Funt rozłożony na łopatki
Zmienność powróciła na rynki wraz z początkiem II kwartału tego roku. Właśnie rozpoczyna się trzeci dzień tego tygodnia na rynkach finansowych, a na rynku walutowym mamy do czynienia z bardzo ciekawymi ruchami. Przede wszystkim na pierwszy plan wybijają się dwie waluty: bardzo mocny dolar oraz przegrany brytyjski funt.

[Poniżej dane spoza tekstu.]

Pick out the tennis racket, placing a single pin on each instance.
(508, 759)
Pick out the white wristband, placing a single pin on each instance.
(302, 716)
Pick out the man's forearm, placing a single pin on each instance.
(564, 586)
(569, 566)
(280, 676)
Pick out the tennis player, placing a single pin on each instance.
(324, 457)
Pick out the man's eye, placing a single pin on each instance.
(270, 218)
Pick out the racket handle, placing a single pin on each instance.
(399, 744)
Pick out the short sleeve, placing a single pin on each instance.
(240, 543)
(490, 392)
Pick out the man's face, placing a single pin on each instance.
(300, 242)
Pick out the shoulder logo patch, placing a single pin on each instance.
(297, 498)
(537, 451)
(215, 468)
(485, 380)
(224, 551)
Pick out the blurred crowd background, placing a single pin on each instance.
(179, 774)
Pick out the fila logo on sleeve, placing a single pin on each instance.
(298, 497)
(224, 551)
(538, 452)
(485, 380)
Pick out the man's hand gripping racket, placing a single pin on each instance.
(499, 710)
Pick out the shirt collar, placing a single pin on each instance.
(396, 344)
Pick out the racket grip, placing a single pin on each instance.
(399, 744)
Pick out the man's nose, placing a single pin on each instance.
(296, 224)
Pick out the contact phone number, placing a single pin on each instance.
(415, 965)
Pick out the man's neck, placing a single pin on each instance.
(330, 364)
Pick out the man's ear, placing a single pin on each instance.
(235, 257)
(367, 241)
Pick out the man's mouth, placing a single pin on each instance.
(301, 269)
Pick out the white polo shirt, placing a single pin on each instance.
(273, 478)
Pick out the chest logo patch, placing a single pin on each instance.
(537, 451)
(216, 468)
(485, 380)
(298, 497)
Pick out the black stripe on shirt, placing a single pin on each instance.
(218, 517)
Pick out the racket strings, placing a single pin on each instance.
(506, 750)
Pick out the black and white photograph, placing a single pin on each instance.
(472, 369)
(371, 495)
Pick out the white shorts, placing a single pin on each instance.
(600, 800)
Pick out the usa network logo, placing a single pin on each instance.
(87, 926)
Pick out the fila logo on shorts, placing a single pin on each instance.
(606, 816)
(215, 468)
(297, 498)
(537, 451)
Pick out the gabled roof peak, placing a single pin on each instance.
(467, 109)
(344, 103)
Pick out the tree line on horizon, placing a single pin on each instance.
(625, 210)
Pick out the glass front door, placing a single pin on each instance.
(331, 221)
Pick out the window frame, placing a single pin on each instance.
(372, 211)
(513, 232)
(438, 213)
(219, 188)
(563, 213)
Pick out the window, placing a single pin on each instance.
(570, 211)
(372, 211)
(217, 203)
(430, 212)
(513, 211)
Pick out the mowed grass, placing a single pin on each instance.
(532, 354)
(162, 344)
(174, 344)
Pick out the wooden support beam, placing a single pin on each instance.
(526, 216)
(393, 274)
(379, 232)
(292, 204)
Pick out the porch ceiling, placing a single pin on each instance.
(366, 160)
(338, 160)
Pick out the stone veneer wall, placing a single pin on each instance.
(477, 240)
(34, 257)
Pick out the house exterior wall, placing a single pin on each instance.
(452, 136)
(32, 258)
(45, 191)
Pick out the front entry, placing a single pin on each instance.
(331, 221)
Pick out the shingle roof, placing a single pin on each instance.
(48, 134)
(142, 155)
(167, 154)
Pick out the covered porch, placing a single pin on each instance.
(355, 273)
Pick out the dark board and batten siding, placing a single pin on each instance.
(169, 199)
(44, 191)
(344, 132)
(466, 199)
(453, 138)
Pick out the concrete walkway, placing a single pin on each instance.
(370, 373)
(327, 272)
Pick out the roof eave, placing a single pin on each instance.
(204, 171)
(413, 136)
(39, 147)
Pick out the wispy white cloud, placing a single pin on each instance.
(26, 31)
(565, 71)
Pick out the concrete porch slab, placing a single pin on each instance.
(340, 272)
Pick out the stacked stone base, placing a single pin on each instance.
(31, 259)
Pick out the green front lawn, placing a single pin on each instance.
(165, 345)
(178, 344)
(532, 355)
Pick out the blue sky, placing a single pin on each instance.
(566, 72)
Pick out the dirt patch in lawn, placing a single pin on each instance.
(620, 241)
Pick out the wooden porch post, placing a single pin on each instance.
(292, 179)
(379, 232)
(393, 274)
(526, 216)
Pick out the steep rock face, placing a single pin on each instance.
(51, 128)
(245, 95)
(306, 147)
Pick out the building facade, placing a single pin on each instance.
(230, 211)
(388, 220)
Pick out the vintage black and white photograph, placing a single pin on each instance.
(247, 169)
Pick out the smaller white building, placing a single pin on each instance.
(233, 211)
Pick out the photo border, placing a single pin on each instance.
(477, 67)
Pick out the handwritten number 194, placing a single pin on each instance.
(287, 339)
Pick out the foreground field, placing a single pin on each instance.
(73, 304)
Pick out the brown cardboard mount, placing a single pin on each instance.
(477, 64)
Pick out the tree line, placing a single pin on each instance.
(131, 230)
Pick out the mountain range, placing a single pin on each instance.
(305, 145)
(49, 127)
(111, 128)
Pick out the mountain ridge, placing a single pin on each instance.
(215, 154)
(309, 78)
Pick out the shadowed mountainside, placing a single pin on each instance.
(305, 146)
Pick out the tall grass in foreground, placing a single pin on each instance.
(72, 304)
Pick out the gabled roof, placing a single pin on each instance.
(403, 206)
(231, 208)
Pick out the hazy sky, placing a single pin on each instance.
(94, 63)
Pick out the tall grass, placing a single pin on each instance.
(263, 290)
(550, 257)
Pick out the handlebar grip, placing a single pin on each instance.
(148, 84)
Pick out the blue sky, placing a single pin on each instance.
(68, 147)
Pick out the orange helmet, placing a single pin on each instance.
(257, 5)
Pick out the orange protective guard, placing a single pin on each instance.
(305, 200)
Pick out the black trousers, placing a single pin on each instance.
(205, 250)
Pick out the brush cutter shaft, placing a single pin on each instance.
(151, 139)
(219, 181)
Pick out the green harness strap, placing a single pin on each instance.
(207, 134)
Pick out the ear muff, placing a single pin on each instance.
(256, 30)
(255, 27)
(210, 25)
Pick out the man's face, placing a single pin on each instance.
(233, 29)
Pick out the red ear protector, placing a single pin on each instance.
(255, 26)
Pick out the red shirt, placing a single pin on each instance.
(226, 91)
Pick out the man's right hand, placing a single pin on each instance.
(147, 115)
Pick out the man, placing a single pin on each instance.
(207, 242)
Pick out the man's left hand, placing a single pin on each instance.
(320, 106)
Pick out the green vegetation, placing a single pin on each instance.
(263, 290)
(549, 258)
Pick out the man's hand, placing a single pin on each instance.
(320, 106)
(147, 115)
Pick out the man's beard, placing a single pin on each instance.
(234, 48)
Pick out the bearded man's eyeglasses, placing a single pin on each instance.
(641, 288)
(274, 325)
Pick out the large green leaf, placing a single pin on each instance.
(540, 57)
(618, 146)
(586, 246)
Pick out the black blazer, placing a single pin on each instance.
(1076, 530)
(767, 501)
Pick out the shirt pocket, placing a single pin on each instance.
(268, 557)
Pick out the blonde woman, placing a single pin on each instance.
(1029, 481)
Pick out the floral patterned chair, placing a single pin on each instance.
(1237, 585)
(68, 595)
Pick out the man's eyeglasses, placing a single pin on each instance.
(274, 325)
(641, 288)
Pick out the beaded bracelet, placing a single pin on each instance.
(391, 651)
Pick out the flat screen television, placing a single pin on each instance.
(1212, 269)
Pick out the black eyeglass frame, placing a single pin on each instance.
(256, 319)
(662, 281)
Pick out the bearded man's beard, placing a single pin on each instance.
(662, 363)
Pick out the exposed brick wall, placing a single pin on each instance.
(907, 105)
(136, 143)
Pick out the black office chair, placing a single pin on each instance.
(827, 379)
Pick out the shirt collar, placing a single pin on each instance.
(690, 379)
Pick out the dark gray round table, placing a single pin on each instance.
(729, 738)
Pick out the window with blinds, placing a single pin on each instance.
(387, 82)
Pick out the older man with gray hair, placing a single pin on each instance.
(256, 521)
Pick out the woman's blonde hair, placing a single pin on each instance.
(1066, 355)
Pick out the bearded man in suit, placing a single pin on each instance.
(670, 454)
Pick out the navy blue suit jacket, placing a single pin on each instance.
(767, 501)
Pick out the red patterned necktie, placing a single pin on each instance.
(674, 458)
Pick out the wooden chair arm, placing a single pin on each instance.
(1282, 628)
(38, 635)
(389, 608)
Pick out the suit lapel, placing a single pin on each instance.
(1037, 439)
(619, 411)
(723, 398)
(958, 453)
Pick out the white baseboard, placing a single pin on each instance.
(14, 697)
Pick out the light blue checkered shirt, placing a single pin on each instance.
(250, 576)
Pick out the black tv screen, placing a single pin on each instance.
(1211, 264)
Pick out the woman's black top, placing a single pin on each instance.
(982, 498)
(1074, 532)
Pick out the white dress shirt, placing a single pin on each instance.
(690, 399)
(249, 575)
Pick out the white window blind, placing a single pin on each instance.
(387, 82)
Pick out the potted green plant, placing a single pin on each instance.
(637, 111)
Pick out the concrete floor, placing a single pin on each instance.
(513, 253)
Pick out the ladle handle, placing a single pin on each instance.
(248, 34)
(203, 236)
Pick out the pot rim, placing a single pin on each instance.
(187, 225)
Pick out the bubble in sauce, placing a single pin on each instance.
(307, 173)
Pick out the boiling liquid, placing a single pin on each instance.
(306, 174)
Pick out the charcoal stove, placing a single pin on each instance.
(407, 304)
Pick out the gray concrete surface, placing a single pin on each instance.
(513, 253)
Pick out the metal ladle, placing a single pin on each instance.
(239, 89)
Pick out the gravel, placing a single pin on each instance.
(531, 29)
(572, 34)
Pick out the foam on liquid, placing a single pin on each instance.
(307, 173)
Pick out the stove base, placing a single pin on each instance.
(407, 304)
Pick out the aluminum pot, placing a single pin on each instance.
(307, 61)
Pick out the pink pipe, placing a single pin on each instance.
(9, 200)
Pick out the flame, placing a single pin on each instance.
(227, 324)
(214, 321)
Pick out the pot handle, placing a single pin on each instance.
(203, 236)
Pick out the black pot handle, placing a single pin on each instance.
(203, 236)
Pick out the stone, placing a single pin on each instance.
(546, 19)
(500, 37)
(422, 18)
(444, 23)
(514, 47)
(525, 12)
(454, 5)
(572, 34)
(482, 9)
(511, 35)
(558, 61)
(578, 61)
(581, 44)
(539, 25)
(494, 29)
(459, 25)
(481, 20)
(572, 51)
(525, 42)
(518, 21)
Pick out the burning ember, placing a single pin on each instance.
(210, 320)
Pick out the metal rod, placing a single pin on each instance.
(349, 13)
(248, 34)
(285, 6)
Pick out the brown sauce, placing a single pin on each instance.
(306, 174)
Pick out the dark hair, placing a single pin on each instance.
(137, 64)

Funt od kilku tygodni nie radził sobie najlepiej, ale poruszał się w dalszym ciągu w konsolidacji w którą wpadł po decyzji Brytyjczyków o wyjściu z Unii Europejskiej. Jednak ostatnie słowa Theresy May na temat terminu rozpoczęcia procedury wyjścia z UE z ostatniego weekendu rozpoczęła passę nieszczęść dla brytyjskiej waluty. Termin ten został określony na nie później niż koniec pierwszego kwartału przyszłego roku. Rynek spekuluje wobec tego, że Wielka Brytania będzie skłonna oddać dostęp do jednolitego rynku kosztem kwestii imigracyjnych. Z drugiej strony mamy świetne dane gospodarcze ze strony Wielkiej Brytanii. W zasadzie nikt nie spodziewał się tak świetnych danych. PMI dla przemysłu, czy dla sektora konstrukcyjnego znajdują się na najwyższych poziomach od miesięcy. Dzisiaj z kolei poznamy indeks PMI dotyczący sektora usług. Mimo wszystko funt znajduje się na najniższych poziomach od 31 lat i ciężko spekulować, gdzie tak naprawdę jest twarde dno dla funta w porównaniu do amerykańskiego dolara. Słaby funt pomaga eksporterom, co widać w szczególności na londyńskim parkiecie. Indeks FTSE 100 wzrósł wczoraj do najwyższych poziomów w historii.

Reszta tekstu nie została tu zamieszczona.